Tuesday 19 November 2019

The Protectors, Season 1 (1972)



The Protectors are an elite international security agency, working with private persons and with friendly governments on all manner of sensitive cases, including providing bodyguards, searching for missing persons, and recovering stolen goods.  They're led by Harry Rule (played by a now slightly aging, slightly portly "Man from UNCLE" Robert Vaughn), whose principle cohort is the Contessa Caroline di Contini.  With occasional assistance from Paul Buchet (the other man pictured above), this duo tackles terrorists, kidnappers, drug smugglers and corrupt politicians.  They even find time to look for a starlet's missing puppy.

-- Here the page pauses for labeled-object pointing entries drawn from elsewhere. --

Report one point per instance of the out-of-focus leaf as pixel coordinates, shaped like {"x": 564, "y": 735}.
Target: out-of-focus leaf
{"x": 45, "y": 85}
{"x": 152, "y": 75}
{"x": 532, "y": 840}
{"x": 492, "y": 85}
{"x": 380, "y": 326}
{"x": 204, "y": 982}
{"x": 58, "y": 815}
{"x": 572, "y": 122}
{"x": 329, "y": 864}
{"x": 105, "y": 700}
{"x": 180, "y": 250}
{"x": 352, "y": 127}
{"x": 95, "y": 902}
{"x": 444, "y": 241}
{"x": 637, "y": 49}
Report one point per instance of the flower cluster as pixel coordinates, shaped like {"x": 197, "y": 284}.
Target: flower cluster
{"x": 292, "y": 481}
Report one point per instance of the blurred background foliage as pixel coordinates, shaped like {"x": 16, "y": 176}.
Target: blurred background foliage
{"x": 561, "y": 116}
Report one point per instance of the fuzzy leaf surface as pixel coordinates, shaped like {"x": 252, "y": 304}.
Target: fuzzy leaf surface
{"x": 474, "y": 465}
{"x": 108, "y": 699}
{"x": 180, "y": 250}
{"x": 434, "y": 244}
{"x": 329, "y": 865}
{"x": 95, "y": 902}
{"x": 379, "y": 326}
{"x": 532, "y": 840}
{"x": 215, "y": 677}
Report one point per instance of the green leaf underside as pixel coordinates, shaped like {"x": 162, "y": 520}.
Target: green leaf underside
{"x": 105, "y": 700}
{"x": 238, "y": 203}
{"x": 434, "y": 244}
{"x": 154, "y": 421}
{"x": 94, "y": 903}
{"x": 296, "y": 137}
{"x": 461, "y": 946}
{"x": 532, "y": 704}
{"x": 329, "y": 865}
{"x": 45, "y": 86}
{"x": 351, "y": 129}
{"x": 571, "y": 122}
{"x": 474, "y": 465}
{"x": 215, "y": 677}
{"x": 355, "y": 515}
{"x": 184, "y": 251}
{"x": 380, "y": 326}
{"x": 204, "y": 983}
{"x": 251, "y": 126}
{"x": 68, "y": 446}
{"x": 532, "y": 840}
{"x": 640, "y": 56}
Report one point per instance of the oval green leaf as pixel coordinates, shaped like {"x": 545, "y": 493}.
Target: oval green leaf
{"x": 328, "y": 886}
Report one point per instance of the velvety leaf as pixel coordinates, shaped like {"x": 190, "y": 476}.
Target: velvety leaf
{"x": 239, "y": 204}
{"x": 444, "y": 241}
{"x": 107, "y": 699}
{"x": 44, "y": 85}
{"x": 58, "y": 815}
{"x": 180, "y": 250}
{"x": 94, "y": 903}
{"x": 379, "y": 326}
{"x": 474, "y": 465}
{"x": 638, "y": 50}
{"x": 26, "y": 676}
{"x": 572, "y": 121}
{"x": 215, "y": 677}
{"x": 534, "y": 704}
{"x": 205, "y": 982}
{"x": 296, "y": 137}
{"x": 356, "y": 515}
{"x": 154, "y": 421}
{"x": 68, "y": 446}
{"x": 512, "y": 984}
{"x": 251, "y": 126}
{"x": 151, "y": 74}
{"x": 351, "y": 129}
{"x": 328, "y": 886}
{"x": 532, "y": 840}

That "missing puppy" episode is a consciously farcical affair that apparently even fans of the show treat with derision, but it might actually be my favourite of the season.  Let's make no bones about it: this is a pretty light and silly show, with scripts that are much longer on action than they are on plot.  Tuning up that frothy nonsense to full-on slapstick as a one-off change of pace worked quite well, I thought, though I wouldn't want it every week.

Ultimately, The Protectors is a harmless but not terribly memorable TV spy show.  I'd rate it as better than supposedly more cerebral Department S from a few years earlier, mostly because it seems to take itself a bit less seriously and because the shorter episodes make for snappier viewing.

Not terrible, but not actively good enough for me to recommend it.